New York Reality

A follow up to my NYC visit wish list. 

1. Jump into a cab, grab the back of the driver’s seat and yell ‘follow that car and step on it!’

Cabbie’s do not like this. Nor their pictures being taken. 

2. Not buy tickets to a Broadway show and realize it was closed recently because of it’s ‘lackluster’ performance. Oops-dammit, just happened.

The closest we got to seeing a show was watching an 5 foot indian man in a club dance around like a bird. Arm flappin and all.

3. Find Ryan Gosling. Which I know will require me falling into oncoming traffic with a box of kittens and/or old ladies or starting fights with local gangstergangsta’s.

NYC seemed to have a lack in old ladies and kittens. I did see squirrels (or rats, same diff) and a basset hound. But pretty sure I saw Ryan Gosling’s best friends cousins mom.  

4. Watch someone piss in or near the subway.

Drank too much, never made it to the subway.

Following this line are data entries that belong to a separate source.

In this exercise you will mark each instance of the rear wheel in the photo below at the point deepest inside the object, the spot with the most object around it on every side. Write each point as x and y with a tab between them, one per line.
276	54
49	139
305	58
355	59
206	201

5.Reenact the ‘coke’ scene in GIRLS.

Karaoke in Korea Town with new friends including a gay guy until 7am. Close enough. 

6. Find a club with a really long line and cut. Because obviously, I’m on the list.

Telling the bouncer that you are your skinny friends publicists doesn’t work. 

7. See where Kevin McCallister escaped the cooky bandits in Central Park during Home Alone 2: Lost in New York City.

It rained. A lot. 

8.Eat a hotdog from a street vendor and NOT get sick.

Street vendors did not sell wine, therefore did not receive my business. 

9. Find and then piss off Amanda Bynes. Lets be honest-we are all hoping for a Britney Spears circa 2007 meltdown. And I want to be part of it.

Ugh. I ask for ONE thing from New York. ONE thing. 

10. Visit the Ghostbusters firehouse. Bill Murray, duh.

Fail. Sad face.

11. Find the famous restaurant in Seinfeld and order ‘the big salad‘.

Missed a reservation at one of Tom Collichos restaurants and got blacklisted. 

12. Buy a pair of Manolo Blahnik’s and drink cosmos with my three best friends: Miranda, Charlotte and the slutty one.

Bought a 14 dollar clutch from H&M and drank a bottle of cheap Ciante in Little Italy with slutty male waiters.


13. Not get robbed or knifed.

Success! I did get hunted down by a taco truck guy. He said I was pretty and then asked if I wanted to hang out in his windowless van. 

14. Refrain from singing New York, New York by Frank Sinatra.  Every three minutes.

New York locals roll their eyes when you are spinning in the street singing this. Whatevs. 

15. Bump into someone and say ‘hey watch it buddy’-just like in the movies.

My southern roots had me saying ‘omg, I’m so sorry’, ‘excuse me’, ‘oh no my fault’.